On Akrokorinthos, the high rocky citadel of Korinth, Aphrodite was installed as a goddess of the city, probably under the rule of the Bakchiad aristocrats in the eighth century. As in other early cults of Aphrodite, she was depicted with weapons and had the title Ourania, signs of her Near Eastern affinities.18 The
Korinthian cult, however, differed from most other Greek cults of Aphrodite because the goddess owned slaves who worked as prostitutes. According to the traditional scholarly view, the practice of “sacred prostitution” originated as a fertility rite, and is attested in relation to Ishtar and Asherah. For example, a class of women known as ishtaritum is described in a Babylonian text alongside courtesans “whose favors are many” and prostitutes “whose husbands are legion.”19 On the other hand, this interpretation of certain Mesopotamian cultic functionaries has been vigorously criticized as a scholarly construct, overly reliant on nineteenth-century assumptions about “fertility cult” in the ancient Near East. While the vast textual evidence from cuneiform tablets reveals a bewilderingly large variety of female cultic personnel, some of whom are regularly mentioned alongside prostitutes or in contexts that hint of sexuality, they offer no clear-cut example of a “cultic prostitute,” and it is likely that this conceptual category simply does not correspond to the more nuanced and complex roles of Mesopotamian women in relation to their goddesses.20
Not surprisingly, the practice of “sacred prostitution” at Korinth has also been called into question, since it was assumed to derive directly from the cult of Ishtar. In the Greek instance, however, the evidence is much more convincing, and it is important to keep in mind that prostitution for Aphrodite need not be an exact imitation of any Near Eastern model. It could have been based on Greek (mis)understandings of the roles of female cultic personnel in the Near East, or it could even be an independent development. Athenaeus remarks (13.573d) that it was the practice of individuals to “render” hetairai (courtesans) to Korinthian Aphrodite in payment of vows when their prayers were fulfilled. An example was Xenophon, a citizen who vowed one hundred girls to the goddess in return for victory at the Olympic games. He commissioned Pindar to write a song (fr. 122 Snell-Maehler) for the thanksgiving sacrifice, attended by the girls:
Young women, hospitable to many, handmaidens of Peitho in rich Korinth, you who burn the golden tears of pale incense; often you fly in your thoughts to Aphrodite Ourania, the mother of Loves. She gave to you, girls, without blame, to pick the fruit of soft youth on beds of desire. With necessity, all is good. . .

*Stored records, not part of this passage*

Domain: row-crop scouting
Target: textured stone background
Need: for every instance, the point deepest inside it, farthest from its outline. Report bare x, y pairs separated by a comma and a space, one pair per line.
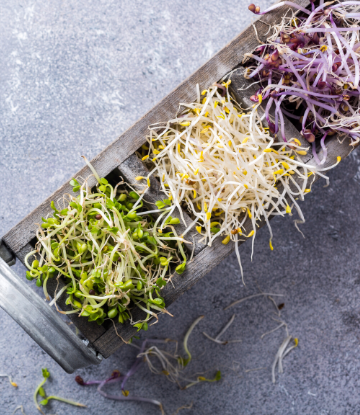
73, 76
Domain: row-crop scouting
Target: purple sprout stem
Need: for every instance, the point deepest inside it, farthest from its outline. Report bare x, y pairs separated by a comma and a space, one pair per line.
126, 398
314, 153
256, 71
138, 361
306, 113
287, 3
322, 143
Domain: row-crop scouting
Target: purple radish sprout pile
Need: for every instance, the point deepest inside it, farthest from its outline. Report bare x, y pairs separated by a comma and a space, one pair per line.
309, 70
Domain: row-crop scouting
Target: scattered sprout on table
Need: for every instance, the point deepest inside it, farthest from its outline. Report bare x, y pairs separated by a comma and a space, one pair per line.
10, 380
41, 392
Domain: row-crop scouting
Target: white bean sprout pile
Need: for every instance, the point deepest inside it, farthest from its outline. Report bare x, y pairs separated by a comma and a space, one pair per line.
223, 164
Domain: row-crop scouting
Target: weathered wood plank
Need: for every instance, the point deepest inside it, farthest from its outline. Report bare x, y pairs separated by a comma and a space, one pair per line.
211, 256
112, 156
133, 167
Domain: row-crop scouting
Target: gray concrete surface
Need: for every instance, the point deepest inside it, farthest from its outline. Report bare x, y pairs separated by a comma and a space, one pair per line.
74, 75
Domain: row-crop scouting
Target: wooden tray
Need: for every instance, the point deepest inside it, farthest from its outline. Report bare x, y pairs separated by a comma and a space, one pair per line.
119, 159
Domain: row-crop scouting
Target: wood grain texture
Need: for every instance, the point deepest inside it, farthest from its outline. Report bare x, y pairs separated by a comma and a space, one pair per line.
212, 256
133, 167
113, 155
120, 150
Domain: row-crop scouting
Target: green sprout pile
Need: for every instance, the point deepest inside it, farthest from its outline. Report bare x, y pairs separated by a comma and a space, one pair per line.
112, 250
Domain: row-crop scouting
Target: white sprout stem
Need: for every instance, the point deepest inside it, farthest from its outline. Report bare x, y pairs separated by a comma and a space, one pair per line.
223, 165
225, 328
278, 356
250, 297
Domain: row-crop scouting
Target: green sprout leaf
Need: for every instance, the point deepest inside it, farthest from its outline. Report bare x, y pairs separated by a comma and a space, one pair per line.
75, 184
110, 204
113, 230
45, 373
180, 268
160, 204
42, 392
160, 282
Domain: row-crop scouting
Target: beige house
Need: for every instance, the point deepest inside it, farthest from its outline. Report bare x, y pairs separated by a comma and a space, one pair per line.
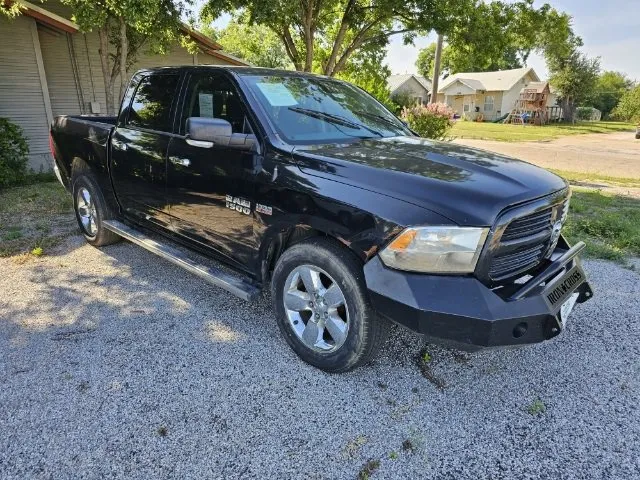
416, 87
48, 68
488, 94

Strabo (8.6.20) reports that both men and women dedicated sacred slaves, or hierodules, to the goddess, and that the sanctuary at one time owned more than a thousand of these courtesans, who were a major source of income.21
As a thriving port and trade depot, Korinth was famous for its prostitutes. Sanctuaries were often expected to be self-supporting, and their income usually derived from estates belonging to the resident deity. In this case, the goddess profited from one of the main industries of Korinth, the sex trade, through her ownership of slaves who worked as prostitutes. Most, if not all of these slaves must have worked near the harbors, rather than on the Akrokorinthos itself. To modern ears, this arrangement sounds incompatible with “the sacred,” yet there is further evidence that the prostitutes of Korinth had a special relationship with Aphrodite. It was an ancient custom that whenever the city had great need, it recruited as many prostitutes as possible to participate in the supplication of the goddess. The most famous instance occurred in 480 when, with the Persian invasion at hand, the hetairai of Korinth prayed to Aphrodite on behalf of the Greeks and the Korinthian soldiery.22 Still, there is no evidence that Aphrodite’s prostitutes acted as priestesses of the goddess, or that consorting with them was in itself a religious act, so “sacred prostitution” is probably a misnomer for their role.